By putting Hanks out front, the show (rechristened for this week as “Saturday Night Live at Home”) deployed not just a longtime friend of “SNL,” but also the most famous coronavirus patient in the world who doesn’t lead a European nation. Looking and sounding fit — with an almost bald head that he hastened to note was for a movie role — Hanks explained from his kitchen what viewers were in for while offering plenty of shtick.

“This is the first time I’ve worn anything other than sweatpants since March 11,” Hanks said, feigning that he’d forgotten how to operate the buttons on his suit.

Recalling he had been diagnosed in Australia, he explained that when one’s temperature is checked Down Under in Celsius, “36 is fine; 38 is bad. So basically it’s how Hollywood treats female actors.”

Hanks even worked in a little audience Q&A routine, cutting away to himself pretending to be other people: a Frenchman and an Australian.

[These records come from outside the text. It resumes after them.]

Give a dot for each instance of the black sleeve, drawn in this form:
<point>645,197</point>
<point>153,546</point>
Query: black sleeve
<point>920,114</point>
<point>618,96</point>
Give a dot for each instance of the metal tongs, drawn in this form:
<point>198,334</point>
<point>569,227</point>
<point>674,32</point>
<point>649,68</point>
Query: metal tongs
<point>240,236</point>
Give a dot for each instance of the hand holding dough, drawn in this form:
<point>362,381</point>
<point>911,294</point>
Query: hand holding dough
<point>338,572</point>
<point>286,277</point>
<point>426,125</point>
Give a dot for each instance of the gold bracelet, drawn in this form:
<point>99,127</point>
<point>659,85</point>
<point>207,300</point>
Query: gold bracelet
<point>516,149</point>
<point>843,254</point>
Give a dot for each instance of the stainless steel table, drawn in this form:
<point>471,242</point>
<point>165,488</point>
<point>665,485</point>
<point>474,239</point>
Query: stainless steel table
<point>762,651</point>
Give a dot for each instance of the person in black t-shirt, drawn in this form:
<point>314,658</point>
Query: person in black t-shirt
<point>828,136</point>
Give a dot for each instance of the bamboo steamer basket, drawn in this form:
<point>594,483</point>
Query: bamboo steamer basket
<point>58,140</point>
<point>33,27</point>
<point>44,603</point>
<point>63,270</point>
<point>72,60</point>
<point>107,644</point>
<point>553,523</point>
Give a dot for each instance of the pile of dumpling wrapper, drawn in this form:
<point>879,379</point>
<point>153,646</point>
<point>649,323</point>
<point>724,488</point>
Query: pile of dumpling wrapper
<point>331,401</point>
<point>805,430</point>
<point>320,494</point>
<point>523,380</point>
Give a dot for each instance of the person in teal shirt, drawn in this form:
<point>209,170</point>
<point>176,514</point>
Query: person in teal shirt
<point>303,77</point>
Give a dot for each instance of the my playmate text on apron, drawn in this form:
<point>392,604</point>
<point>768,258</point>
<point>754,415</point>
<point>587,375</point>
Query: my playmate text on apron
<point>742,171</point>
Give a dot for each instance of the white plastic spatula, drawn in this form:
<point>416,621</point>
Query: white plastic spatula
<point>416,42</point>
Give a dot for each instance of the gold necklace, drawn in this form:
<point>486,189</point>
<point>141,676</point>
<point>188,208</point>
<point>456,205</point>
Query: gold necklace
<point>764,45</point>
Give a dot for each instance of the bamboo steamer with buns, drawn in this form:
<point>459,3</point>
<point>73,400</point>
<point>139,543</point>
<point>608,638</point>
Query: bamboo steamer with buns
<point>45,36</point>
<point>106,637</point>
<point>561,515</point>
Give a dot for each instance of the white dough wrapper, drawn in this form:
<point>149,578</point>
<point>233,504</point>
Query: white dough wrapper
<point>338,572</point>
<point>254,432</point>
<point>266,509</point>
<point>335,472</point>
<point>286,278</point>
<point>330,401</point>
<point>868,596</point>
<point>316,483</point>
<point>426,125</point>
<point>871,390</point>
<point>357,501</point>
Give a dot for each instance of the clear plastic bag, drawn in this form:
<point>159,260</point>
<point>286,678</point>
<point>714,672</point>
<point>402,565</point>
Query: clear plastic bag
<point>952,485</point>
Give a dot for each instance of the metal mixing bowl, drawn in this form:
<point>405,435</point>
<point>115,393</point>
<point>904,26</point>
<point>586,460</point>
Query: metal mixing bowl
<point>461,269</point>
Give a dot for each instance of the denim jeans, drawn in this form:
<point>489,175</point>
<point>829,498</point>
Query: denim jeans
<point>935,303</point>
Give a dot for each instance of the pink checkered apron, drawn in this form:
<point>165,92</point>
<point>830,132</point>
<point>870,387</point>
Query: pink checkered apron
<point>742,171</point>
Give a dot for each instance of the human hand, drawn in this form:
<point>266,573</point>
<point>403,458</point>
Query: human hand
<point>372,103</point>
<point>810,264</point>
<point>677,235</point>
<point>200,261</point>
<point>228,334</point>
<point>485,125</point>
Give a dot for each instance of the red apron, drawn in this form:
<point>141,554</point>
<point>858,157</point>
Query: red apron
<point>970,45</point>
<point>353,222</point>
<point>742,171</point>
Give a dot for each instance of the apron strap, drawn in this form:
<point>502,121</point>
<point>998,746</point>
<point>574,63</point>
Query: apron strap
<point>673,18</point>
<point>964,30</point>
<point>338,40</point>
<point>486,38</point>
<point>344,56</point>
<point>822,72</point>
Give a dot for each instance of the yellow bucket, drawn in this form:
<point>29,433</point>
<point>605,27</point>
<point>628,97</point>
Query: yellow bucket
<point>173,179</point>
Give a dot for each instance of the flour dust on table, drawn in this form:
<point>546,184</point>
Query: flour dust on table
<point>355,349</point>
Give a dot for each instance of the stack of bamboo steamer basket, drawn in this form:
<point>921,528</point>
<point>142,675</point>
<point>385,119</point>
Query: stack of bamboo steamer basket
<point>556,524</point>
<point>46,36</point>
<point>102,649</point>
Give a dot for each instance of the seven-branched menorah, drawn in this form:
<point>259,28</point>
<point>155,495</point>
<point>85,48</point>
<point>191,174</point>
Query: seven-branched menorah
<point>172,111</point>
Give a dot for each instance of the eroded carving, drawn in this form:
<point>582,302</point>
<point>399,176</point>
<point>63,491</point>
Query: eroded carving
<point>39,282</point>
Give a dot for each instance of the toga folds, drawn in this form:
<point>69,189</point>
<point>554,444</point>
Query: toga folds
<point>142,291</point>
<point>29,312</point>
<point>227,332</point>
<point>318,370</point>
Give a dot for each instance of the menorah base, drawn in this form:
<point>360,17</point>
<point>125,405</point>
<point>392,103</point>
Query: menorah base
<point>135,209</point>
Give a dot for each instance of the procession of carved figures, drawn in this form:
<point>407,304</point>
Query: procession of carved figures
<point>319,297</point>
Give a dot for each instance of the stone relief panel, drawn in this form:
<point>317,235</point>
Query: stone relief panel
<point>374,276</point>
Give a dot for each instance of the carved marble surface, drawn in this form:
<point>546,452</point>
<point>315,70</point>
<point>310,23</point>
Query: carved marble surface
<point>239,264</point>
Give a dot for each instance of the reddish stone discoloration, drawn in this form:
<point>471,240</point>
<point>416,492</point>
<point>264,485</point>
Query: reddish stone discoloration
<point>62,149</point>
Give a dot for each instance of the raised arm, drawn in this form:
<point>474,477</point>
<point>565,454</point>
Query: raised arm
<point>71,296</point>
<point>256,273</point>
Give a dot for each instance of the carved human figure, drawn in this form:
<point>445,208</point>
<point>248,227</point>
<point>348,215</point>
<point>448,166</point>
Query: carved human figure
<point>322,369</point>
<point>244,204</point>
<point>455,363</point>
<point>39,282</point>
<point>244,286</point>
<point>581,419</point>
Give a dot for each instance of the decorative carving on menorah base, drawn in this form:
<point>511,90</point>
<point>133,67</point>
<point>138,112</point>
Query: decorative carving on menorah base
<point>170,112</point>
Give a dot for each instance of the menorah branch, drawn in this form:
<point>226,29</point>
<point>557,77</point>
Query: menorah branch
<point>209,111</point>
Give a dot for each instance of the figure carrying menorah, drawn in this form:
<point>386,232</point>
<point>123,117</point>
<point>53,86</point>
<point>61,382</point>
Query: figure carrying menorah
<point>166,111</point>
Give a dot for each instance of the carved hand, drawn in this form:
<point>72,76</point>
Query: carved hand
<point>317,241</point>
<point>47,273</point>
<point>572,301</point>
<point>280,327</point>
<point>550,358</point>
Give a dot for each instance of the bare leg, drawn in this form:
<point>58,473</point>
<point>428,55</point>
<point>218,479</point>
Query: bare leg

Aside from that, Hanks was confined to the most obligatory of host duties: introducing musical guest Chris Martin (covering Bob Dylan’s “Shelter From the Storm”) and saying good night. He appeared in no sketches, but a few other guest stars did.

Larry David popped up as Bernie Sanders, lacking the silver wig he usually wears in the role and explaining he lost a lot of hair during his campaign. Now that he’s out of the race, this Sanders said, “I finally have time to relax and finish that heart attack I started back in October.”

Out of necessity, many of the sketches were solo routines: Kate McKinnon as Ruth Bader Ginsburg demonstrating her workout (against a backdrop of adorable hand-drawn paper wall hangings), Mikey Day as a hapless Twitch host whose gaming demos go awry, Alex Moffatt as a sportscaster reduced to staging competitions with matches, popcorn kernels and other household objects.

Outrage magnet Pete Davidson starred in two homemade music videos, as a Drake wannabe (directed by his mom, the screen said) and a rapper using $2,000 in cash for maximum prop value.

But the cast did manage to interact, in the inevitable take on Zoom business meetings (botched by technologically inept receptionists played by McKinnon and Aidy Bryant) and on a dating show for desperate women willing to hook up with losers when quarantine ends.

The usually sleek Weekend Update was considerably looser as anchors Colin Jost and Michael Che bantered from separate quarters, at times going for seemingly free-form conversation instead of the typical tightly honed one-liners. Midway through, Alec Baldwin literally phoned in his Trump impersonation, announcing his new VP will be Joe Exotic from “The Tiger King.”

Though the footage was often grainy, the editing and effects were generally solid or even ambitious, as on the Twitch bit, full of swooshing graphics. Most impressive was the opening, remaking the cast intros to show the actors lolling about at home instead of gallivanting around Manhattan. And toward the end of the show was a lengthy, moving tribute to “SNL” music producer Hal Willner, featuring testimony by Adam Sandler and Bill Hader, and a performance by Tina Fey, Amy Poehler and other women of “SNL” of “Perfect Day,” by Lou Reed, a frequent Willner collaborator.